Sunday, November 12 at 2:00pm
1800 Crescent Lane, also known as “The Hill” is an enclave of several historic homes that were saved from demolition and moved to the site. The Hill had its origins with Lee Epting’s grandparents, The Daniels, who lived there in the 1930s. Epting’s foray into historic preservation and reclamation came while converting his Grandfather Daniel’s barn for a party house while in college—a project which soon evolved into making the structure his home. In 1979, the Eptings provided a home for a circa 1800 two-story log house built by his family in South Carolina. As word spread, other condemned and threatened homes found their way to The Hill. Eventually, Epting’s orphanage for endangered houses grew to include eight period homes, located in a picturesque landscape of unpaved drives with no streetlights. The homes include the c. 1800 Donnald-Epting House, the c. 1801 Hodgson-Lumpkin House, and the c. 1818 Thurmond-Barks-Knowlton House. Four of the homes are used to host weddings, special events and business retreats and are rented for both short and long-term guest housing. This tour will last approximately two hours.
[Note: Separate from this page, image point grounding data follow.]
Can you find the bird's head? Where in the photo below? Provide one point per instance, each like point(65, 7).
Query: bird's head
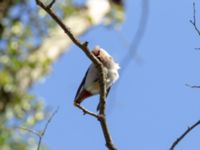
point(104, 57)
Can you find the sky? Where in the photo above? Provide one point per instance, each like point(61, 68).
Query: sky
point(150, 106)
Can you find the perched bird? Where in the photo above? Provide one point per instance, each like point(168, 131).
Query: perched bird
point(90, 83)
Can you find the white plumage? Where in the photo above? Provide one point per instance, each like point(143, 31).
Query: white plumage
point(90, 83)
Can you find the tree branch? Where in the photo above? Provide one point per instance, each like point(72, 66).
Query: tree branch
point(38, 133)
point(84, 47)
point(179, 139)
point(193, 22)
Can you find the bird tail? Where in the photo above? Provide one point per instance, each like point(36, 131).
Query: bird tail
point(80, 97)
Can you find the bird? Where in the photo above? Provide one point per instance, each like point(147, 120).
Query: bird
point(90, 83)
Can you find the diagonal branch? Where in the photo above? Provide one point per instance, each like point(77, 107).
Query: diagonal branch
point(41, 134)
point(184, 135)
point(193, 22)
point(84, 47)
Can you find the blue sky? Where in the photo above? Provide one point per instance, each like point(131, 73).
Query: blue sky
point(150, 106)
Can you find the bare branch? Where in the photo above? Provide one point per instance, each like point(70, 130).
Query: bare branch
point(83, 46)
point(193, 86)
point(179, 139)
point(193, 22)
point(85, 111)
point(38, 133)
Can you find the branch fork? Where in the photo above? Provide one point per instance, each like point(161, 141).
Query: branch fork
point(84, 47)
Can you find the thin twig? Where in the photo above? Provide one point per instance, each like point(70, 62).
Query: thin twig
point(184, 134)
point(193, 22)
point(193, 86)
point(85, 111)
point(84, 47)
point(38, 133)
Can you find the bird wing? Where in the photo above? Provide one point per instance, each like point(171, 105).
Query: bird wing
point(107, 92)
point(82, 83)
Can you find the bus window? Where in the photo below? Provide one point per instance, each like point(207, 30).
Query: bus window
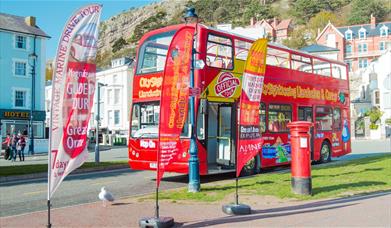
point(219, 52)
point(277, 57)
point(153, 52)
point(262, 117)
point(323, 118)
point(279, 116)
point(322, 67)
point(145, 120)
point(241, 49)
point(337, 119)
point(301, 63)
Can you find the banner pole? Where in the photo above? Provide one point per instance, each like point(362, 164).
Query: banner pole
point(157, 203)
point(237, 195)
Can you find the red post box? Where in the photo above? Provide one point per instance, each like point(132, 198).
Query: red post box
point(301, 157)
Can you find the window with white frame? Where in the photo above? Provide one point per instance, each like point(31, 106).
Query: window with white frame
point(382, 45)
point(349, 34)
point(377, 97)
point(110, 117)
point(348, 49)
point(362, 48)
point(20, 68)
point(362, 63)
point(362, 34)
point(20, 98)
point(116, 117)
point(349, 62)
point(115, 79)
point(116, 96)
point(383, 31)
point(20, 42)
point(109, 96)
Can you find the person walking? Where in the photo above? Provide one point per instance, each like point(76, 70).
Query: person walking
point(7, 144)
point(14, 143)
point(22, 144)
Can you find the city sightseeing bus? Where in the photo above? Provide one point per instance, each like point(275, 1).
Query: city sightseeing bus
point(297, 87)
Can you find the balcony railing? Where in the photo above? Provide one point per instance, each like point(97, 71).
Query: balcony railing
point(364, 54)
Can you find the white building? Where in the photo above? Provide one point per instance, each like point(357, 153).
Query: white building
point(115, 97)
point(374, 89)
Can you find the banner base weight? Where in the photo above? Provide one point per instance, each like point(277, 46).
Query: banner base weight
point(237, 209)
point(161, 222)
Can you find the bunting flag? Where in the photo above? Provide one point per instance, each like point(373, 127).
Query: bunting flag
point(249, 132)
point(174, 98)
point(73, 91)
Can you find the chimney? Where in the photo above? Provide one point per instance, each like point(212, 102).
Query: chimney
point(252, 21)
point(275, 22)
point(373, 22)
point(30, 21)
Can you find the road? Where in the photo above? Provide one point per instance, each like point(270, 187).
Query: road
point(20, 197)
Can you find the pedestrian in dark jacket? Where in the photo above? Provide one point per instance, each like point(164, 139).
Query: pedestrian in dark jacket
point(7, 144)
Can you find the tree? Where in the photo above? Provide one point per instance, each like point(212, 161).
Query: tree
point(220, 15)
point(303, 10)
point(259, 11)
point(362, 10)
point(320, 20)
point(119, 44)
point(297, 40)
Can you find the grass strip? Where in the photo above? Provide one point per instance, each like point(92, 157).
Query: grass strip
point(41, 168)
point(333, 180)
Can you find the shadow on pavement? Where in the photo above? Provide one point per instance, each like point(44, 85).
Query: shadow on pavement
point(290, 210)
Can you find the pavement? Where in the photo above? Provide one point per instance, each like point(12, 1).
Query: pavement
point(371, 210)
point(363, 210)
A native Athenian, Lee Epting attended Emory University and the University of Georgia, from which he earned a BBA in 1967. While at both colleges, he ran his fraternity’s kitchen as a business, and his career in catering and restaurant operation was launched. Early in his career, Epting restored the 1909 Southern Railway passenger station on Hoyt Street and opened a restaurant there. His catering business began soon after, and today he is the owner of Epting Events, which began with himself, a cook and a bartender and has now expanded into a business which employs 75 people. Epting has served as a trustee with the Athens-Clarke Heritage Foundation and is a generous supporter of many local causes and events.